Merrigan was quite impressed by the girl's self-control that she didn't burst into ugly, sloppy sobs that would turn her into a red-eyed, snotty mess in minutes. Still, she knew how much comforting a fourteen-year-old needed. Especially one so level-headed and yes, generous, because she seemed to like her idiot stepsister despite her flaws. She patted Pearl on the back and put her arms around the girl and let her cry against her bosom. Just until the tears started to soak through the front of her dress.
"Is there anything valuable left in the house that you can sell quickly? Starting with that pitcher?"
"A few things. So much disappeared, so fast, but one day I caught Mother putting a few things into hiding so ..." Pearl nodded. "Yes, I think so."
"The most important thing is to leave. Get as far away from here, away from people who know you, as you possibly can. If your stepfather doesn't know about the copper pennies, then take Drusilla with you. She might as well pay her way."
"Leave a note for your stepfather," Bib said.
"Why?" Merrigan nearly shrieked. "So he can follow them?"
The important thing was to get the women away from that horrid, selfish, lazy man. The sooner Pearl and her mother got away from him, the better. It was too bad they had to take Drusilla, but if they left her behind, her father would marry a truly wicked stepmother with three ugly, cruel daughters. That was how the fables worked. They would make the poor girl talk nonstop until they were rich.

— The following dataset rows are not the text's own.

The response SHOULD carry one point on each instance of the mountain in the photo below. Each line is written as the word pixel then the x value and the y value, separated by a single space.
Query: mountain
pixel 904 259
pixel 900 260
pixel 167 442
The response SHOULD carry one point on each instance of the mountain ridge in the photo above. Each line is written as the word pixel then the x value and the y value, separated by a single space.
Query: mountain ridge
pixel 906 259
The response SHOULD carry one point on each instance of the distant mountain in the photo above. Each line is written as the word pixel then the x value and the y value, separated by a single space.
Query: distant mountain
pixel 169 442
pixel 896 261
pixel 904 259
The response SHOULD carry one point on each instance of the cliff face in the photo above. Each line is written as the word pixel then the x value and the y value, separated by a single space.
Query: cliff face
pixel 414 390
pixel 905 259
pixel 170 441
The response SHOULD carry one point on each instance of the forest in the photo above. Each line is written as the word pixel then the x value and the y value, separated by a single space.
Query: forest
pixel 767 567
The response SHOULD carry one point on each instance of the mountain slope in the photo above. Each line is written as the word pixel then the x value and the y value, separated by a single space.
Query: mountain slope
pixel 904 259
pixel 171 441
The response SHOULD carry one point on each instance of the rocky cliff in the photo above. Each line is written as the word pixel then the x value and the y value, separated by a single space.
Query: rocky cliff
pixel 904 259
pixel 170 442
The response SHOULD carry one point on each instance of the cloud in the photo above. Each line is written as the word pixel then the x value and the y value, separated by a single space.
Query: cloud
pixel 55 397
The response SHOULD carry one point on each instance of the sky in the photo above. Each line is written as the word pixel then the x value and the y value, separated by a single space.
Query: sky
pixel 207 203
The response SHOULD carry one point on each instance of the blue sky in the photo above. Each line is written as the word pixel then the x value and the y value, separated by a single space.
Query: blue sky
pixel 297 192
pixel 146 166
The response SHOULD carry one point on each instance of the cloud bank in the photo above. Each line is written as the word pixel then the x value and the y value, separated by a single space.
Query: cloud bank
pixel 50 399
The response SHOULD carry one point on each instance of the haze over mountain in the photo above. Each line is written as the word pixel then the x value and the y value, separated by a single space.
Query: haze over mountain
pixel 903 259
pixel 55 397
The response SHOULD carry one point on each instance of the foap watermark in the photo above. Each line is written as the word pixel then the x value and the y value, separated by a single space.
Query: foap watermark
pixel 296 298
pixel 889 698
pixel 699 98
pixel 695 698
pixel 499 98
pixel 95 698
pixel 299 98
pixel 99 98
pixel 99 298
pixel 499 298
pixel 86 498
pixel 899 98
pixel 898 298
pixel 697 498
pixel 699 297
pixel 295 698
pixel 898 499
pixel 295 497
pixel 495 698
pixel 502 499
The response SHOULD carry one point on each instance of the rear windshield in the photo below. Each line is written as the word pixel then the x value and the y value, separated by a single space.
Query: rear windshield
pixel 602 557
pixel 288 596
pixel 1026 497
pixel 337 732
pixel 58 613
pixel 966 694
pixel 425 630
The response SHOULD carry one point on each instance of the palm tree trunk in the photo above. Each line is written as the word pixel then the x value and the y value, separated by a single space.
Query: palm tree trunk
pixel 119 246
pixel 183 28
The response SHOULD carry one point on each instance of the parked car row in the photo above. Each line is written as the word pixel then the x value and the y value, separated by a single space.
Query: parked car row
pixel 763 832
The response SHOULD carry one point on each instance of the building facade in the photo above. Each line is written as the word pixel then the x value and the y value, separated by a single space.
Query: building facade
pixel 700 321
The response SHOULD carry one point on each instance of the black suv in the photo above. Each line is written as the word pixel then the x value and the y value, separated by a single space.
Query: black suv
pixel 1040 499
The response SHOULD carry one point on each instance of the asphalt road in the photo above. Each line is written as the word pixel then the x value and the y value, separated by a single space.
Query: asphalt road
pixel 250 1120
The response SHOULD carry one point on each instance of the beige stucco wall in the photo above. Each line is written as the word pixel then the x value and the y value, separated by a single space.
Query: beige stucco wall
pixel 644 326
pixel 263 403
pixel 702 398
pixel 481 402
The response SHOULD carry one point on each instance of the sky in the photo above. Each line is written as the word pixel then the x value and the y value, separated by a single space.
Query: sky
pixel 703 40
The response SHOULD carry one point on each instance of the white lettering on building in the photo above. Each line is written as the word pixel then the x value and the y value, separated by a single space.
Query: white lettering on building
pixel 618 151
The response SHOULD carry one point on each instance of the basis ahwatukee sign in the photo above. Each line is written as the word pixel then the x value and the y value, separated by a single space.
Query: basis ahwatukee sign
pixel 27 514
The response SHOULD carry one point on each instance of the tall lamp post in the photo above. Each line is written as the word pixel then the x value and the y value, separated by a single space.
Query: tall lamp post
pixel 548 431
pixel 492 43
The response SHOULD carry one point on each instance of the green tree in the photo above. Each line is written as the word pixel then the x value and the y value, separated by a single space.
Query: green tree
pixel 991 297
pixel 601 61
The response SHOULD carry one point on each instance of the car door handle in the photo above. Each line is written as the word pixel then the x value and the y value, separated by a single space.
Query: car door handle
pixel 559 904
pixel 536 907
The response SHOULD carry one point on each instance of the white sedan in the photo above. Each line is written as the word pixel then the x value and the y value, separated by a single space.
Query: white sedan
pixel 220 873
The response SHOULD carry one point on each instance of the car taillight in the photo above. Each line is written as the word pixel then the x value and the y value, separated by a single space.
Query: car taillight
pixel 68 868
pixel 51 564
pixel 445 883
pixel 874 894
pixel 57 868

"Tell him Drusilla met a prince on the way back from the well. Make sure it's a prince from a kingdom at least a moon's travel away. Tell him Drusilla eloped, and you and your mother have gone to find a wicked enchanter to reverse the spell of the copper coins. No one will expect the three of you to be together."
"I suppose that makes sense." Pearl rubbed at her eyes. "But what if he decides to go look for Drusilla and live off her and her prince?"